Furono probabilmente proprio la significativa ricchezza d'acqua, così come la vicinanza dell'abitato circoscritto dalle mura, a favorire in questo territorio ad Est della città, attraversato poco distante dal Naviglio di Porta Tosa, lo sviluppo di una serie di attività legate al lavaggio dei panni, al pari della zona più a Sud, tra gli altri due navigli principali, il Grande e il Pavese.
Attraverso la documentazione (relazioni, atti di consegna in affitto, mappe, disegni, e più tardi foto d'epoca e censimenti), oltre ad emergere un paesaggio suburbano di cui oggi non c'è più quasi minima traccia, prende consistenza il profilo di un mestiere, quello dei lavandai, in parte dimenticato, ma appartenente a buon diritto alla tradizione milanese.

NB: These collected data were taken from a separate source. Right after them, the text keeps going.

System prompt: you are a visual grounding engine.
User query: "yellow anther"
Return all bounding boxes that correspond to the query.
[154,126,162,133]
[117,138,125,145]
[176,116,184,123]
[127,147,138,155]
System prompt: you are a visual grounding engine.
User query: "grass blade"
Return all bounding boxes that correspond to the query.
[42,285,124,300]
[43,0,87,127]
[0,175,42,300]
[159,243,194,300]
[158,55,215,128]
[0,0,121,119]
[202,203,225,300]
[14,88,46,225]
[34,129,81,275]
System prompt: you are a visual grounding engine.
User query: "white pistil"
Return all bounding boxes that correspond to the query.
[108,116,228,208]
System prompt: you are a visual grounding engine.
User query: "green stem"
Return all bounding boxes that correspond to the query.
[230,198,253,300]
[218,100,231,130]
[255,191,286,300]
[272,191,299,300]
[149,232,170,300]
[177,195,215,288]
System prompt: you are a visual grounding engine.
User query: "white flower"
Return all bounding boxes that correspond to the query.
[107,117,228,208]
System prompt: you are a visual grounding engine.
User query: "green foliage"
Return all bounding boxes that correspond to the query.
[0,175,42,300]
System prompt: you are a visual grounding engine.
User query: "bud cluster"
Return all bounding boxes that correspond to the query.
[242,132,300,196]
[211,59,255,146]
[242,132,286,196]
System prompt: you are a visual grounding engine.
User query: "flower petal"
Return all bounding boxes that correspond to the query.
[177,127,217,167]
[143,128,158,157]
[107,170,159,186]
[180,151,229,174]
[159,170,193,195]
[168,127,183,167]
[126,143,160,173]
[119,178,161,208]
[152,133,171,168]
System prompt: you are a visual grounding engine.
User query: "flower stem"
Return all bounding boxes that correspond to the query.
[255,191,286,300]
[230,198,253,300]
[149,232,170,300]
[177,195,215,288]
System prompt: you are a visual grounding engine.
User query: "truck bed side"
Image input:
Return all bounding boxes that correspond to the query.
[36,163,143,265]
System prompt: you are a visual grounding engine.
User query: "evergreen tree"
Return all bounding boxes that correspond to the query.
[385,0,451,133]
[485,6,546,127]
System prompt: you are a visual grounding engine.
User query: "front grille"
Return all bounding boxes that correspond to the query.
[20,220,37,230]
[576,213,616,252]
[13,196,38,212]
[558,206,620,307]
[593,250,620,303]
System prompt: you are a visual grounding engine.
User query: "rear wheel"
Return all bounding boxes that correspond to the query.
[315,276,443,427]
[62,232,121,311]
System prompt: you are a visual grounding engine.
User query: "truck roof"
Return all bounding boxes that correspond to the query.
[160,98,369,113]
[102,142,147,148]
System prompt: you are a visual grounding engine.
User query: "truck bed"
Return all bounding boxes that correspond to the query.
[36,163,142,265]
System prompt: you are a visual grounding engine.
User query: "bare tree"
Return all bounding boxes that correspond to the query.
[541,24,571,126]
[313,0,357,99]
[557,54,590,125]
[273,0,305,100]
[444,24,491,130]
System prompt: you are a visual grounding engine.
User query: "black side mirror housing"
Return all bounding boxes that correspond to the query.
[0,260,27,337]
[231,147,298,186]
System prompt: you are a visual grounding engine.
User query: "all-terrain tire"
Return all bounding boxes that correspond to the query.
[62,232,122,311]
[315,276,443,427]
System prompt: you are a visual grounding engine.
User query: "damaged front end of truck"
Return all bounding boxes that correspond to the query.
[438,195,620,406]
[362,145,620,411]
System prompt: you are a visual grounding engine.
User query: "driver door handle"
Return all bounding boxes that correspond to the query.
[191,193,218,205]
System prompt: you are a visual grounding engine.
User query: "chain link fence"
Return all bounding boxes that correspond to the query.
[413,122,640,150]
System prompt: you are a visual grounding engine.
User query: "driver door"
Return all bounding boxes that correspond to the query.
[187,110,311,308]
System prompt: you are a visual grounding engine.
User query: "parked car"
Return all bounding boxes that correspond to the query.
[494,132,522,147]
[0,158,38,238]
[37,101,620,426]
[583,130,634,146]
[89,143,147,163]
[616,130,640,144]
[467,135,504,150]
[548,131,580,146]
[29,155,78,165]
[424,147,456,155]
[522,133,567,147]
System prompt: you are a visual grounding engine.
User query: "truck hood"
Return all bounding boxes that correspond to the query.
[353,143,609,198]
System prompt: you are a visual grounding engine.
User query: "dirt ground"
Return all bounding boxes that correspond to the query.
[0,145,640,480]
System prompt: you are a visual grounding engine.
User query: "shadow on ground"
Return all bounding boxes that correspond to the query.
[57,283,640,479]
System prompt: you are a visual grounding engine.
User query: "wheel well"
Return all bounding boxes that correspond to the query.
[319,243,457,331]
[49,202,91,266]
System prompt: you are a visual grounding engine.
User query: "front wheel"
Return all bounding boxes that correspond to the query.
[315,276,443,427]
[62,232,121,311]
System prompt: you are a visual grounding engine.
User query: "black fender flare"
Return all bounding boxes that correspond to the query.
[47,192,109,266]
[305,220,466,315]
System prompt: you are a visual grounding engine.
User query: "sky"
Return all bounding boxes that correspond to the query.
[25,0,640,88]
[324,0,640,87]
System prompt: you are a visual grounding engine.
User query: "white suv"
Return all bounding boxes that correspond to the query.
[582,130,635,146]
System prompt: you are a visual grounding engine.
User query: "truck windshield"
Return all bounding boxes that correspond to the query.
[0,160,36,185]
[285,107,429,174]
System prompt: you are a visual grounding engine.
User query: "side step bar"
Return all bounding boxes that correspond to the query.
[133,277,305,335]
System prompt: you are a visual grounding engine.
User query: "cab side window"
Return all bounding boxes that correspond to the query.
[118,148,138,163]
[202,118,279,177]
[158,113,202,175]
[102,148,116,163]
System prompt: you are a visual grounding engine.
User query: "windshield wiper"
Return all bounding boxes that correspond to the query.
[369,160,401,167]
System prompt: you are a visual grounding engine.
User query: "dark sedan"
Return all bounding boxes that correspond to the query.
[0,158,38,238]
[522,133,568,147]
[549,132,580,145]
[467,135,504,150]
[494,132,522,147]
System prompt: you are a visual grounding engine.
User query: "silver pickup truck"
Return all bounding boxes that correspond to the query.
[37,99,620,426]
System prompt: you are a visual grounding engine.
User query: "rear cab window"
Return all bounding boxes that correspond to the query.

Non pochi erano infatti da queste parti i lavatoi e gli insediamenti di lavandai situati presso le stesse cascine, come emerge dalle fonti, che ci raccontano di annose trattative, se non contese, per lo sfruttamento delle acque, rivendicate al tempo stesso per le operazioni di lavaggio e candeggio, come per le colture dei campi.
Sin dal 1910 si era ipotizzato di trasferire il Politecnico di Milano in una zona che potesse ospitare nuovi dipartimenti. Fino a quel momento la sede centrale era ubicata nel Palazzo del Senato. La scelta ricadde sulla località Cascine Doppie, sulla strada per Lambrate.
Nel 1915 viene posata la prima pietra dell’attuale sede centrale del Politecnico in piazza Leonardo da Vinci. La costruzione verrà inaugurata il 22 dicembre 1927, in pieno regime fascista.